Other authors shared our strategy of a universal convertible system and reported their results in the literature. Castagna and colleagues24 in 2013 reported the clinical and radiological results of conversions of HA or TSA to RSA using a modular, convertible system (SMR Shoulder System, Lima Corporate). In their series, only 8 cases of TSAs were converted to RSA. They preserved, in each case, the humeral stem and the glenoid baseplate. There were no intra- or postoperative complications. The mean VAS score decreased from 8 to 2. Weber-Spickschen and colleague25 reported recently in 2015 the same experience with the same system (SMR Shoulder System). They reviewed 15 conversions of TSAs to RSAs without any removal of the implants at a mean 43-month follow-up. They reported excellent pain relief (VAS decreased from 8 to 1) and improvement in shoulder function with a low rate of complications.

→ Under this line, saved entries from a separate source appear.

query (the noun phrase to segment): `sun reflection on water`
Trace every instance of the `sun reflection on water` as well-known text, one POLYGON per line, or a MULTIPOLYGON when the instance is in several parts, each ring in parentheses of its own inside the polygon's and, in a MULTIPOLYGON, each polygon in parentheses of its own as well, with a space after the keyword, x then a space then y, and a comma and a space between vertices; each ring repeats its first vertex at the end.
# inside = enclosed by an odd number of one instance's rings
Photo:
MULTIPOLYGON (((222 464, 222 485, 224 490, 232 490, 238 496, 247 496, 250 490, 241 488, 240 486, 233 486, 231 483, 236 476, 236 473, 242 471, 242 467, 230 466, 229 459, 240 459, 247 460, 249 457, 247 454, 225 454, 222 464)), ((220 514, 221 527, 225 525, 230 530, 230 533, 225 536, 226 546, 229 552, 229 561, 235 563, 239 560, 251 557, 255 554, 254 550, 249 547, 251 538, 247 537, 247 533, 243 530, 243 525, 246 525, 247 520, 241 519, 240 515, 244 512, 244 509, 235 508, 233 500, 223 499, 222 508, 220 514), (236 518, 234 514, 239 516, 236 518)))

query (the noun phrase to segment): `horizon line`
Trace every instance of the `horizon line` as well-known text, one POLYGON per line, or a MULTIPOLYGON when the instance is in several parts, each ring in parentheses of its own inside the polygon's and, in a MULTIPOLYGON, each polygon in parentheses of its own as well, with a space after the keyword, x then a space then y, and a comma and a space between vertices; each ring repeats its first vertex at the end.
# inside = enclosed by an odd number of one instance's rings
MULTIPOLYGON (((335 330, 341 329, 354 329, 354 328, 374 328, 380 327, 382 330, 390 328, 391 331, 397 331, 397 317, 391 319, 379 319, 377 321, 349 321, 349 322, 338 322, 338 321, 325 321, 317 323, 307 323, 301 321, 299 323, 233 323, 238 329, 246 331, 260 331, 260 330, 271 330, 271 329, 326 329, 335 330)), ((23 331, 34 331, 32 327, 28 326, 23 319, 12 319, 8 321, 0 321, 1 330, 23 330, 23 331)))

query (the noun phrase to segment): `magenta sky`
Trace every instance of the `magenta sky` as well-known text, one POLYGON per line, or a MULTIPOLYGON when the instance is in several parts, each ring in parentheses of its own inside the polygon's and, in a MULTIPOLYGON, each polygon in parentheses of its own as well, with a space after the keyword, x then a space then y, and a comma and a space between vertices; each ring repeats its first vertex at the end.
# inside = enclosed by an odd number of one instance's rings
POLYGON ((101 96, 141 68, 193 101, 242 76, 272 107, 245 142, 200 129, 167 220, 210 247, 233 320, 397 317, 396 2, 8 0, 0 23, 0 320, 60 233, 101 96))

Kany and colleagues26 in 2015 had already reported the advantages of a shoulder platform system for revisions. In their series, the authors included cases of failure of HAs and TSAs with loose cemented glenoids and metal-backed glenoids. The clinical and radiological results were similar, with a final Constant score of 60 (range, 42-85) and a similar rate of humeral stems which had to be changed (24%). These stems were replaced either because they were too proud or because there was not enough space to add an onlay polyethylene socket.
Despite the encouraging results reported in this study, there are some limitations. Firstly, no control group was used. Attempting to address this issue, we compared our results with the literature. Secondly, the number of patients in our study was small. Finally, the follow-up duration (mean 22 months) did not provide long-term outcomes.
This retrospective study shows that a complete convertible system facilitates conversion of TSAs to RSAs with excellent pain relief and a significant improvement in shoulder function. A platform system on both the humeral and the glenoid side reduces the operative time of the conversion with a low risk of complications.